The accessibility of inclusion indicators is also a key standard for evaluating the clinical utility of a model. The included indicators such as TBIL and LDH can be obtained from routine clinical biochemical tests and are part of the routine admission examinations, which are convenient for clinical application. PL requires dynamic monitoring of the patient’s complete blood count after admission, which is also a routine examination for critically ill patients after admission. Although this requires multiple monitoring within the first week of admission and may increase the medical burden, we believe it is worthwhile for critically ill patients with severe infections. We have included the use of mechanical ventilation and vasoactive drugs, which only require accurate clinical recording and are also easily obtained data.

However, this study has some potential limitations. As a retrospective study, selection bias and the exclusion of patients with missing data may have influenced our results. Although we compared the included data with the excluded patients’ data and found no statistically significant differences, analysis of larger-scale clinical data is still necessary, which is ongoing in our current work. Additionally, the data included in this study were from a single center and were not externally validated with data from other centers, which may also affect the applicability of our model to a broader population, although we have validated the reliability of the model in a validation set. In the future, we will validate the model based on publicly available databases and conduct prospective multicenter studies to further verify its reliability. Third, although the patients included in this study were based on the current mainstream definition of immunosuppressed status, it is undeniable that there is heterogeneity among the population we included, such as the impact of primary diseases and previous treatments on patient status. Although our sample size is relatively large, which may mitigate the impact of this heterogeneity on the results to some extent, and our results suggest that PL appears to have a significant impact on the prognosis of patients with severe infections regardless of their immunosuppressive status, in-depth exploration of single diseases is still necessary in the future, which we are currently undertaking. Fourth, our study lacks long-term follow-up data. Since the main focus of this study is to explore the in-hospital status of patients, severe infections may have an impact on the long-term prognosis and quality of life of immunosuppressed kidney disease patients, which is also a topic worthy of attention. We will further explore this issue in future studies.

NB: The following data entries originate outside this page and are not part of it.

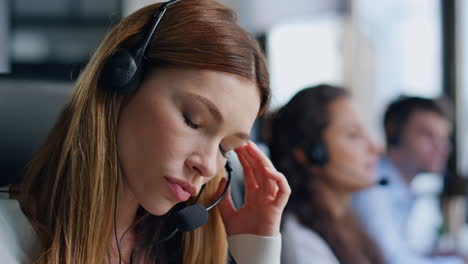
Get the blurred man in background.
[354,97,464,264]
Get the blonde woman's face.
[324,98,381,191]
[118,68,260,215]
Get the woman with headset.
[0,0,290,264]
[270,85,384,264]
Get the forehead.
[146,68,260,133]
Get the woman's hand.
[218,141,291,236]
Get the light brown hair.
[19,0,270,264]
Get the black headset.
[99,0,232,263]
[99,0,182,94]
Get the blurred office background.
[0,0,468,252]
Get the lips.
[164,177,197,202]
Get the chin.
[140,199,175,216]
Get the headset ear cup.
[305,143,328,167]
[99,49,143,94]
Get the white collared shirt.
[353,158,464,264]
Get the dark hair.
[383,95,453,147]
[270,84,384,264]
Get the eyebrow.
[187,93,250,141]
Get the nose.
[185,143,219,177]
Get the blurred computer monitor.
[0,0,11,73]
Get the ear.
[292,147,308,165]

In conclusion, we identified risk factors for in-hospital mortality following severe infection in immunocompromised CKD patients and visualized these through a Nomogram. This model demonstrates superior predictive efficiency compared to both the SOFA score and the qPBS score. To our knowledge, this is the first prognostic prediction model specifically designed for severe infections in immunocompromised CKD patients.